ConvertPdfToImage
Description
Converts a PDF file into a series of images, one for each page.
Tags
image, jpeg, jpg, ocr, pdf, png, tesseract
Properties
In the list below required Properties are shown with an asterisk (*). Other properties are considered optional. The table also indicates any default values, and whether a property supports the NiFi Expression Language.

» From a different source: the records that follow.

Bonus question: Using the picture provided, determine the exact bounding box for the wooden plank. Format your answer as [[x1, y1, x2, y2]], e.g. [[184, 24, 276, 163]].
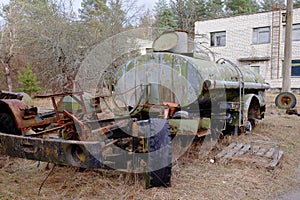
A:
[[236, 144, 251, 156], [215, 142, 237, 159], [251, 145, 260, 154], [256, 148, 267, 157], [264, 148, 276, 158], [251, 140, 277, 146], [268, 150, 284, 169], [224, 143, 244, 159]]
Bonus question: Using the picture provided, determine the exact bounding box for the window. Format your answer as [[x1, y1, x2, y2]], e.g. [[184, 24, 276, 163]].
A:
[[251, 66, 260, 74], [283, 60, 300, 77], [292, 60, 300, 77], [282, 24, 300, 41], [210, 31, 226, 47], [253, 27, 270, 44]]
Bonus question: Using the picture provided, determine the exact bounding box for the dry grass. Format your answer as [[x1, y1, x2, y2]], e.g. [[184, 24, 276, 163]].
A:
[[0, 93, 300, 199]]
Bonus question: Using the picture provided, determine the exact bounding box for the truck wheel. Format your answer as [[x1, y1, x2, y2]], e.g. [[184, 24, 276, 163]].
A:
[[146, 118, 172, 189], [275, 92, 297, 109], [0, 113, 21, 135]]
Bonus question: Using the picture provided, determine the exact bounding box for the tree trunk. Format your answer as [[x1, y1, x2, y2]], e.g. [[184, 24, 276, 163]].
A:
[[0, 59, 13, 92]]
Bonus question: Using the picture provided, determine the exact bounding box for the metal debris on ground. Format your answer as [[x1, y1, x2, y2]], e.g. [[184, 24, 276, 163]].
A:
[[215, 140, 283, 169], [286, 109, 300, 116]]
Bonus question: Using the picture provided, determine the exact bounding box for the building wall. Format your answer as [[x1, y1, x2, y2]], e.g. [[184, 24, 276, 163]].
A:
[[195, 8, 300, 89]]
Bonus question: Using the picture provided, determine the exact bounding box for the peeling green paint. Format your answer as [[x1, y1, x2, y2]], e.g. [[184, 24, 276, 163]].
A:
[[115, 52, 268, 110]]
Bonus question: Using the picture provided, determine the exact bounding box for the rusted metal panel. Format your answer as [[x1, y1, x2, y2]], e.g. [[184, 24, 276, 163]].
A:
[[0, 99, 57, 130], [0, 132, 103, 168], [0, 90, 23, 100]]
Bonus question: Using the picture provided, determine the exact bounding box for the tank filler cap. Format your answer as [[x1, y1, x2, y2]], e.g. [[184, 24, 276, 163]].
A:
[[152, 32, 179, 52]]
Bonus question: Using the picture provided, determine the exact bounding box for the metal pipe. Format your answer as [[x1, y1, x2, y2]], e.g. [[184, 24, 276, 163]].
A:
[[205, 80, 270, 90]]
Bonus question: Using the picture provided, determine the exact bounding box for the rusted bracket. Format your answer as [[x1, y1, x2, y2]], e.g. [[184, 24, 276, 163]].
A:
[[35, 92, 87, 120], [63, 110, 86, 139], [25, 121, 74, 137]]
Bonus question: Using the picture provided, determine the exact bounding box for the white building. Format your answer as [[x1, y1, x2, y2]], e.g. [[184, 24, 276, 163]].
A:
[[194, 8, 300, 90]]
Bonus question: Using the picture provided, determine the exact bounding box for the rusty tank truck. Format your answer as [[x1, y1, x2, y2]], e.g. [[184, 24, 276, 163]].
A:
[[0, 31, 269, 188]]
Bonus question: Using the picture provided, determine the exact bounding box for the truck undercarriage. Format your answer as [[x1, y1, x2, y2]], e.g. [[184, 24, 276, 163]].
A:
[[0, 90, 174, 188]]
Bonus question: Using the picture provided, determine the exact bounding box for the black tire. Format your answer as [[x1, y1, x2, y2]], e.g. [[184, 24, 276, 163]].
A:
[[275, 92, 297, 109], [246, 99, 260, 133], [146, 118, 172, 189], [0, 112, 21, 135]]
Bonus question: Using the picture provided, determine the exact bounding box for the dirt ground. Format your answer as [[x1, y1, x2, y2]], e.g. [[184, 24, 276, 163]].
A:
[[0, 93, 300, 200]]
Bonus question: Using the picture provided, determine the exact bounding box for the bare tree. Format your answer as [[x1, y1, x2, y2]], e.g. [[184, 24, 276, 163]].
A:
[[0, 1, 26, 91], [0, 0, 145, 92], [0, 27, 14, 91], [0, 1, 99, 91]]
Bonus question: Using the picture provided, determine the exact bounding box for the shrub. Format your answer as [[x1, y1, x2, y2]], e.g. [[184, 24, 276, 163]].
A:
[[18, 65, 40, 95]]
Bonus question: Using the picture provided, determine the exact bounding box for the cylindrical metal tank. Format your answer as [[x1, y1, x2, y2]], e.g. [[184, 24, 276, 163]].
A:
[[114, 52, 269, 107]]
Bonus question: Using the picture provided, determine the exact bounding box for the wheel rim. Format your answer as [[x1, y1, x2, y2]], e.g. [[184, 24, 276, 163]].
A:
[[245, 121, 252, 134], [280, 96, 292, 106], [275, 92, 297, 109]]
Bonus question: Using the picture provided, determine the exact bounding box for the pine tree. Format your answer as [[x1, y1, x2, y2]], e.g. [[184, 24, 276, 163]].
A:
[[156, 8, 178, 33], [225, 0, 260, 15], [205, 0, 226, 18], [259, 0, 284, 11], [79, 0, 110, 32], [194, 0, 208, 20], [153, 0, 169, 17], [18, 66, 40, 95], [170, 0, 196, 32], [294, 0, 300, 7], [106, 0, 126, 34], [153, 0, 177, 33]]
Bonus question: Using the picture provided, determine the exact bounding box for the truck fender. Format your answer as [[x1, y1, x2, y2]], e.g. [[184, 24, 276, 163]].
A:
[[231, 94, 260, 124], [0, 99, 29, 129], [231, 94, 259, 112]]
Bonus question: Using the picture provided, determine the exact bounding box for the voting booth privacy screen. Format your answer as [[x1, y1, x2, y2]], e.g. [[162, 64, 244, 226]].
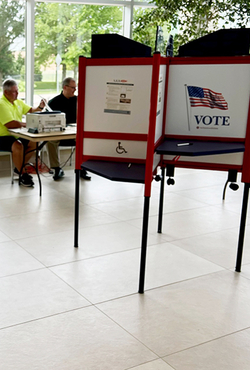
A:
[[162, 58, 250, 171], [76, 54, 167, 197], [76, 55, 250, 182]]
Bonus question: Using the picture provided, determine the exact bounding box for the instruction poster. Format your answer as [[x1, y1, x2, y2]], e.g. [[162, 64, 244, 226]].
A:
[[104, 80, 134, 115]]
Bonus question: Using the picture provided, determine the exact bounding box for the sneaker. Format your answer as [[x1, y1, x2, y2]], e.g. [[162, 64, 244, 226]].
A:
[[80, 169, 91, 180], [20, 173, 34, 187], [14, 168, 33, 178], [14, 167, 20, 177], [53, 167, 65, 181]]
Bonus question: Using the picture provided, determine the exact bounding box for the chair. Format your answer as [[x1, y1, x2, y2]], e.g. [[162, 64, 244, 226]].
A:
[[59, 139, 75, 166], [41, 140, 75, 168], [0, 150, 14, 184]]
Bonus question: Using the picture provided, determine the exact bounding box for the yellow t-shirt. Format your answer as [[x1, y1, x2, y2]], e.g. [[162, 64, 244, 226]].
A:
[[0, 95, 31, 136]]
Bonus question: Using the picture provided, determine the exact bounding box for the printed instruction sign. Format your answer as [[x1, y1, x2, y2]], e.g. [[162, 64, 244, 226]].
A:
[[104, 80, 134, 115]]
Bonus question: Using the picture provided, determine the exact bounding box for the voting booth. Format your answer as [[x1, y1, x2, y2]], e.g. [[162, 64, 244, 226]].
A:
[[156, 55, 250, 276], [74, 50, 250, 293], [74, 53, 167, 292]]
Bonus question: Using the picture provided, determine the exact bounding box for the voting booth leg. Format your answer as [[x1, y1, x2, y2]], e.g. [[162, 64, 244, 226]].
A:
[[158, 167, 165, 233], [138, 196, 150, 294], [235, 183, 250, 272], [74, 169, 80, 248]]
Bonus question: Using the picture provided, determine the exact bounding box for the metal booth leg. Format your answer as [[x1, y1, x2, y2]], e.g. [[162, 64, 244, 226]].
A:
[[138, 196, 150, 294], [74, 169, 80, 248], [158, 166, 165, 233], [235, 183, 250, 272]]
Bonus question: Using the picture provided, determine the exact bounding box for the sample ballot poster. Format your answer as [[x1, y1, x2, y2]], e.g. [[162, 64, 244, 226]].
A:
[[104, 80, 134, 115]]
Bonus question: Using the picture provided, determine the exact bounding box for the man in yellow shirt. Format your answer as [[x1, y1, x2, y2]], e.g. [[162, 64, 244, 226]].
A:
[[0, 79, 45, 187]]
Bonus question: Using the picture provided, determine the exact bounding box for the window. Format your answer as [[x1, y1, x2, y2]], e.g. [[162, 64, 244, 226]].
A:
[[33, 2, 123, 104], [23, 0, 155, 105], [0, 0, 25, 98]]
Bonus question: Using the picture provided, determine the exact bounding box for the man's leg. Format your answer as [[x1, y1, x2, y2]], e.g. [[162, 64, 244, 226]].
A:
[[46, 140, 60, 168], [46, 140, 64, 180], [58, 138, 91, 181], [11, 140, 34, 187], [24, 140, 37, 163], [11, 140, 24, 174]]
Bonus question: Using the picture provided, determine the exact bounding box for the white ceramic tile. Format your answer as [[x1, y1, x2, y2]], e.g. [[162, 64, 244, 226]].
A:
[[144, 243, 223, 289], [0, 210, 73, 239], [0, 230, 11, 243], [0, 191, 74, 218], [0, 269, 89, 329], [176, 183, 244, 206], [91, 192, 206, 221], [0, 240, 43, 277], [164, 328, 250, 370], [172, 227, 250, 269], [97, 270, 250, 356], [238, 263, 250, 279], [50, 249, 141, 303], [129, 205, 242, 241], [50, 243, 222, 304], [221, 198, 250, 217], [16, 230, 89, 266], [0, 307, 157, 370], [131, 359, 174, 370], [77, 205, 120, 227], [0, 182, 36, 200], [17, 221, 162, 266]]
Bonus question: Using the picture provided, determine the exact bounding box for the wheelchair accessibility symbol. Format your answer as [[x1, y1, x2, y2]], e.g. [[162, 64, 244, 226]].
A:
[[116, 142, 127, 154]]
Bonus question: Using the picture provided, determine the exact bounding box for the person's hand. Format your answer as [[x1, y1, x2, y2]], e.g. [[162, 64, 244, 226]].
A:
[[39, 99, 46, 109]]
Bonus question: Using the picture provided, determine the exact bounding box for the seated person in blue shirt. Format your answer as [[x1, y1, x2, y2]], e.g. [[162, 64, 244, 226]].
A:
[[0, 79, 45, 187], [46, 77, 90, 181]]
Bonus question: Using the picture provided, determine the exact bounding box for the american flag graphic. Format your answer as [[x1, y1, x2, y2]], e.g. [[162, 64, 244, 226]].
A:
[[187, 86, 228, 110]]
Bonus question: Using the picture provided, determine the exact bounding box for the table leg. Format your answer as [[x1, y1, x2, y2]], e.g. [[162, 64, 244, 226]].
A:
[[158, 166, 165, 233], [35, 143, 42, 197], [74, 169, 80, 248], [138, 196, 150, 294], [235, 183, 250, 272]]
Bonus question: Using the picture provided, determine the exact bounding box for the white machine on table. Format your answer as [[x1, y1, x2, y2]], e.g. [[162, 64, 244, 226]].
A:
[[26, 111, 66, 133]]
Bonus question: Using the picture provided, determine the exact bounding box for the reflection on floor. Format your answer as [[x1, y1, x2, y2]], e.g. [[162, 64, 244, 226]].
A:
[[0, 167, 250, 369]]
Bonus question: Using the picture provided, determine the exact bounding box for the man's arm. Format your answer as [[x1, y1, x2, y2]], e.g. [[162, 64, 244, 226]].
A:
[[28, 99, 46, 113], [4, 120, 26, 129], [3, 100, 46, 128]]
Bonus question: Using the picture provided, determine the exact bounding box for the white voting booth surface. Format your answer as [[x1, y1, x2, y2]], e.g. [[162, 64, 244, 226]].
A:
[[81, 59, 166, 169], [163, 59, 250, 168]]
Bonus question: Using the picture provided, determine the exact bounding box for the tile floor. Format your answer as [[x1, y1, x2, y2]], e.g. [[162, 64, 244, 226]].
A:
[[1, 166, 250, 369]]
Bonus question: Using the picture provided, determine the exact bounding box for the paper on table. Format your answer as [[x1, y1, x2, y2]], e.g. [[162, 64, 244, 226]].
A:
[[39, 96, 53, 112]]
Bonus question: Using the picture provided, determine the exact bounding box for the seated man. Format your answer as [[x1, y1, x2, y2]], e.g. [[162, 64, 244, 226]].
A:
[[0, 79, 45, 187], [46, 77, 90, 181]]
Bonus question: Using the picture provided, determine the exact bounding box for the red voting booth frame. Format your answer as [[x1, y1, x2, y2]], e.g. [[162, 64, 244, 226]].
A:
[[74, 54, 250, 294]]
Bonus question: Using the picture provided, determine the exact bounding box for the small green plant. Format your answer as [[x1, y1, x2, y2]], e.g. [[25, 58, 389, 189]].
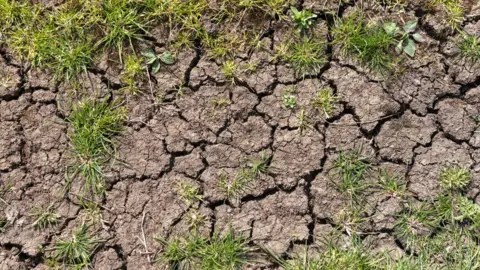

Display Name | API Name | Default Value | Allowable Values | Description |
---|---|---|---|---|
Output Format * | Output Format | PNG |
| The format to use when writing the image. |
Output Image Type * | Output Image Type | Color |
| The type of image to use when writing the image. |
Max File Size * | Max File Size | 10 MB | Because the entire contents of the PDF file must be loaded into memory in order to parse it, this property is used to limit the size of the PDF file that can be processed. If a PDF file is larger than this value, it will be routed to failure. | |
Dots Per Inch * | Dots Per Inch | 144 | The Dots Per Inch (DPI) to use when rendering the image. Larger values can result in higher quality images, but also larger file sizes and slower processing. Supports Expression Language, using FlowFile attributes and Environment variables. | |
Max Page Size in Inches | Max Page Size in Inches | 11.0 | The maximum width/height of the image in inches. If the image is larger than this value, it will be scaled down to fit within this width. Using this property in conjunction with the Dots Per Inch property can help to control the size of the resulting image, ensuring that memory usage and processing time are kept in check. The default value of 11.0 allows for a standard page size of 8.5 x 11. The size is applied to the larger of the page's width or height. |
Dynamic Properties
This component does not support dynamic properties.
Relationships
Name | Description |
---|---|
failure | If a FlowFile cannot be converted into an image for any reason, it will be routed to this relationship. |
images | The resulting images are routed to the success relationship. |
original | The original PDF file is routed to this relationship when processing is successful. |
Reads Attributes
This processor does not read attributes.
Writes Attributes
Name | Description |
---|---|
image.height.original.inches | The height of the image in inches before scaling to the configured maximum size. |
image.height.pixels | The height of the image in pixels. |
image.height.scaled.inches | The height of the image in inches after scaling to the configured maximum size. |
image.width.original.inches | The width of the image in inches before scaling to the configured maximum size. |
image.width.pixels | The width of the image in pixels. |
image.width.scaled.inches | The width of the image in inches after scaling to the configured maximum size. |
pageNumber | The page number in the PDF Document that the image represents, with the first page having a value of 1. |
State Management
This component does not store state.
Restricted
This component is not restricted.
Input Requirement
This component requires an incoming relationship.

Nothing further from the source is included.